How far the Federal Reserve can go to compel banks to consider the consequences of climate change in their lending policies could take center stage at a Senate hearing Thursday on the nominations of Sarah Bloom Raskin and two economists to the Fed’s influential Board of Governors.
The Fed is already moving toward analyzing the risks that banks face from rising temperatures and changing weather patterns. What many in the oil and gas industry fear is something more far-reaching: That the Fed may eventually take steps to discourage banks from lending to energy companies — the first time, they say, that the central bank would be acting to disadvantage a specific industry.
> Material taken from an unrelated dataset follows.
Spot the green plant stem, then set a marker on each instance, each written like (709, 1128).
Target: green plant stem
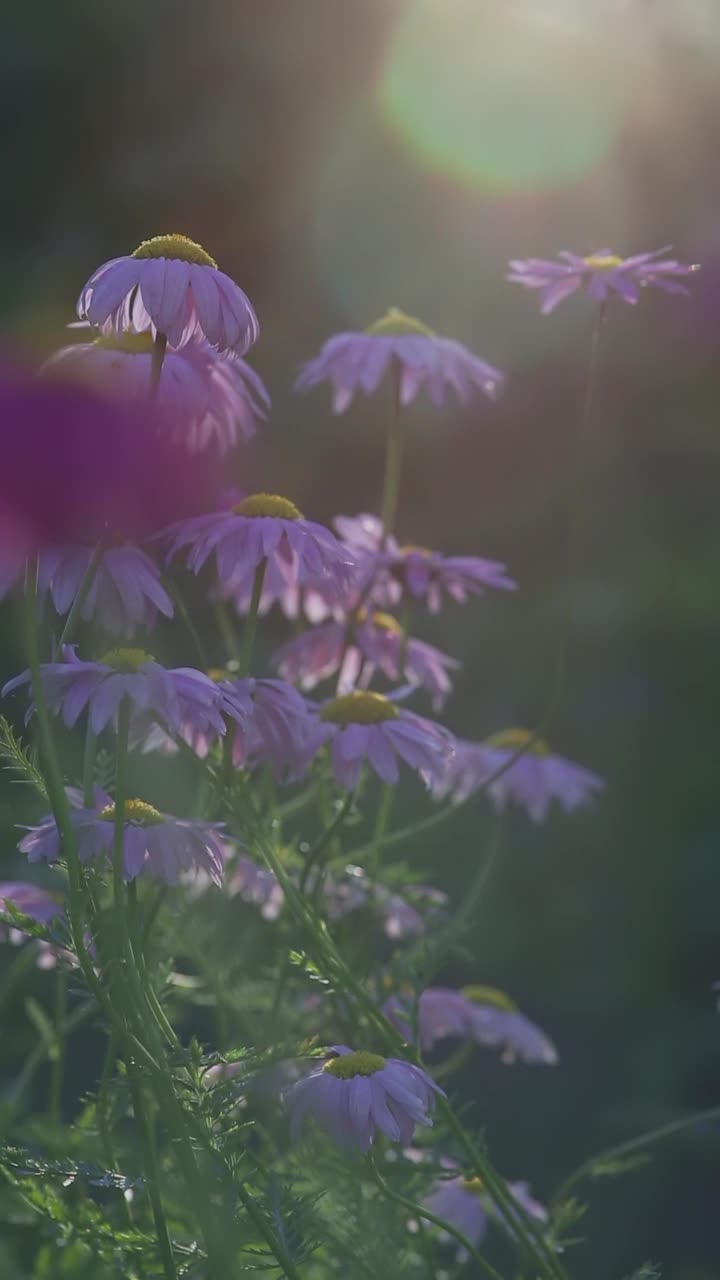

A host of trade associations and business groups have written to the Senate Banking Committee in advance of the hearing, expressing concern about the nomination of Bloom Raskin to be the Fed’s vice chair of supervision, the board member who leads its regulation of banks. Bloom Raskin has been outspoken in her belief that climate change poses risks to the economy and the financial system and that regulators should factor those risks into their oversight.
For now, most of the groups have stopped short of opposing her nomination. The Chamber of Commerce, in a letter to the committee last week, urged the senators to simply “raise several important issues” during the hearing.
Her supporters argue that Bloom Raskin is highly qualified and that her views on climate and the Fed are similar to those expressed by Chair Jerome Powell.
“I don’t see her positions as being radical or out of the mainstream,” said Cam Fine, a former lobbyist for small banks.
Bloom Raskin, who previously served on the Fed’s seven-member board from 2010 to 2014, was subsequently chosen by President Barack Obama to serve as a deputy Treasury secretary.
On Thursday, the Senate committee will also consider the nominations of Lisa Cook, an economics professor at Michigan State and a former staffer in the Obama White House, and Philip Jefferson, an economist and dean at Davidson College. Cook would be the first Black woman to serve on the Fed’s board. Jefferson would be the fourth black man in the Fed’s 108-year history.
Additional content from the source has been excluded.